Silence of the Lambs (2)
Let him sit alone and be silent since He has laid it on him. Lamentations 3:28 NASB
Since – Like good Hebrew exegesis, we start at the end to discover the beginning. No sense beginning at the beginning since Hebrew has a way of turning the tale upside-down at the end. So let’s start where it ends in order to see why it begins. And when we start at the end we immediately find something unexpected. In this book of poems about destruction, we find a silence that God lays on us. In other words, this isn’t self-constructed meditation. It isn’t personal calming exercises or letting our minds draw a blank. This is a divinely initiated emptiness. The Hebrew conjunction, ki, has a wide range of possible translations, but they all come down to this: relationship, that is, how one thing is related to another. In this verse, the man sits alone because God has burdened him with silence. The verb is nāṭal, “to weigh down, to burden, to bear,” but (not too surprisingly in Hebrew) also “to lift.” This is godly depression.

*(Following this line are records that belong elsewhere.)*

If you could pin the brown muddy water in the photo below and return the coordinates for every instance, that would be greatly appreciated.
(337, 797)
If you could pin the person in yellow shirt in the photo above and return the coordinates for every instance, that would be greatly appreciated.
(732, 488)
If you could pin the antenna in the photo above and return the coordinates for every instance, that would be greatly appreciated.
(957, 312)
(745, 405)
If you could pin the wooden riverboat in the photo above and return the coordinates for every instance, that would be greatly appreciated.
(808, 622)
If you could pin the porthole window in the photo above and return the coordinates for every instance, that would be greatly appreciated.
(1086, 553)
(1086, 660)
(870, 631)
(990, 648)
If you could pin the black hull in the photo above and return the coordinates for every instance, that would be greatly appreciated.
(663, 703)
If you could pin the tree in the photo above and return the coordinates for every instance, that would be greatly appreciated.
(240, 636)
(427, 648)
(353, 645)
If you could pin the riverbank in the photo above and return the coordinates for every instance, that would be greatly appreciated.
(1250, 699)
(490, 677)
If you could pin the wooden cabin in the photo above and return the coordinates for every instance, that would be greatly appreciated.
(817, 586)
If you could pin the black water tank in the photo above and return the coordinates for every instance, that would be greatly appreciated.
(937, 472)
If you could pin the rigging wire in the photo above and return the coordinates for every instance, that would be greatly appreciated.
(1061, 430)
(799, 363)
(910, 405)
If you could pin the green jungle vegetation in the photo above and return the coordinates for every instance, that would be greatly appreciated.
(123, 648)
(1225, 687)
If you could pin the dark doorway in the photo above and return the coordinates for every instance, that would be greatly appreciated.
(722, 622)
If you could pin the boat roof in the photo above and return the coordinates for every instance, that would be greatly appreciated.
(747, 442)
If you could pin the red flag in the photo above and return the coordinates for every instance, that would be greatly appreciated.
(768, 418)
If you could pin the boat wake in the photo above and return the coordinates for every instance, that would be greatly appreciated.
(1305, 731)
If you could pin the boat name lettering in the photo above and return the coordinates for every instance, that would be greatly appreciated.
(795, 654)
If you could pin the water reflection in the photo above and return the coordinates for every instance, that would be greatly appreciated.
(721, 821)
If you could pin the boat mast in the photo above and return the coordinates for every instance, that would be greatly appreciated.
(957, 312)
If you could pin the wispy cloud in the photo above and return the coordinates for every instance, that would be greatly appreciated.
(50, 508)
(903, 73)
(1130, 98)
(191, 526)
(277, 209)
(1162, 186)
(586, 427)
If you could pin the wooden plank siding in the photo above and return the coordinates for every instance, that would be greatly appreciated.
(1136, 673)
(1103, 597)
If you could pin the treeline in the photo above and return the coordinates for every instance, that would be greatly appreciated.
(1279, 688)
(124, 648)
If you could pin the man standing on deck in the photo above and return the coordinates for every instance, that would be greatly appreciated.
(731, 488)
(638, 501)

“What? Are you saying that God makes me feel depressed on purpose?” Yes, in this case, that’s right. Oh, there are lots of reasons for you to run to depression as an escape from your burdens, but this isn’t what God is doing here. Your burdens can be carried to Him and left there. This isn’t one of them. This is God’s burden, gently placed on your shoulders. It is the burden of His silence over the necessity of punishment, of the destruction of His city and nation. It is the burden of knowing that His people have come to the end of His hopes for them, and now the tide must turn. This is silent weeping over the chicks that would not be gathered.
Too often we read poems like this one as if they were about us as if we were the major players in the drama. But I’m not so sure that is the case here. It seems to me that the real protagonist in this poem is God. Yes, we might be that man who sits alone in silence, but it is not our silence that penetrates. It is God’s. He is left with nothing more to say. For centuries He pleaded with His children to walk the path. For centuries they refused. And now there is nothing left but the silence of the lambs marching off to Babylon as the final step toward teshuvah. They will return—changed forever—but this path, the path of destruction, is not a joyous one. It is the fateful silence of forced submission when God would much rather have had joyful cooperation.
Perhaps this verse does have something to say to us personally. Perhaps it is a reminder that the day may come when God’s burden for our cooperation is turned to the weight of divine silence, when we also face exile because of our resistance to His care. If He did not spare the nation, what makes us think He will not also lead us to the place where words fail and we are left alone wishing we could remember when He last spoke?